Sweet! Believe it or not I've been actually looking for something like this for Chrome over the past couple of days so this is great.


The instructions given only work for Mac.


Should work fine in Linux too, from looking at the instructions.

(Firefox user here... This looks like a poor man's greasemonkey).


Nah, it tries to install some OS X "launch agent" thing. Should be quite simple to get it to work in Linux, but it doesn't yet.



I wrote a simliar extension for CSS.

It's free in the Chrome store: http://goo.gl/vWcqr


Reminded me a lot of Greasemonkey for FF.


greasemonkey scripts also work in chrome.


In fact, Chrome built them into the web browser so they work without installing any Greasemonkey extensions.

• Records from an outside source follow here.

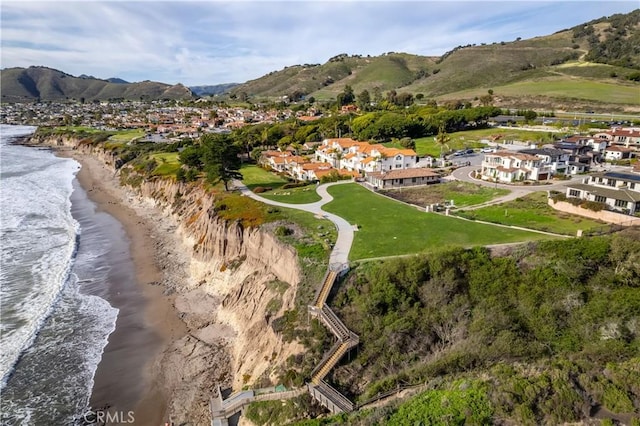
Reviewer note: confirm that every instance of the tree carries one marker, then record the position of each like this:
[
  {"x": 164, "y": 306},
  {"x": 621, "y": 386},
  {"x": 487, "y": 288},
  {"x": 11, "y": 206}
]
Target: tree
[
  {"x": 442, "y": 139},
  {"x": 191, "y": 156},
  {"x": 364, "y": 100},
  {"x": 346, "y": 97},
  {"x": 221, "y": 159}
]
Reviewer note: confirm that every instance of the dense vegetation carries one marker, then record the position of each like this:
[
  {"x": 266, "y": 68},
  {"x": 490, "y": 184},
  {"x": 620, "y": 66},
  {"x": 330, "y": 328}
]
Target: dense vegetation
[{"x": 552, "y": 328}]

greasemonkey for chrome doesn't support the full thing @require for example


Awesome, exactly what I needed. I was just about to create yet another "inject X.js" bookmarklet.


Why does this need OSX?


It seems like a pretty trivial little hack - I think the only reason it really requires OS X is to launch the toy web server that serves the scripts.


Umm.. is there a way to run it on windows :( ?


Looks like you'll have to modify the Rakefile to use whatever Windows uses to launch the webserver. If you don't have ruby, you could probably write one in your local language of choice.


Sorry, how is this different to greasemonkey?


This just made my day, keep up the good work.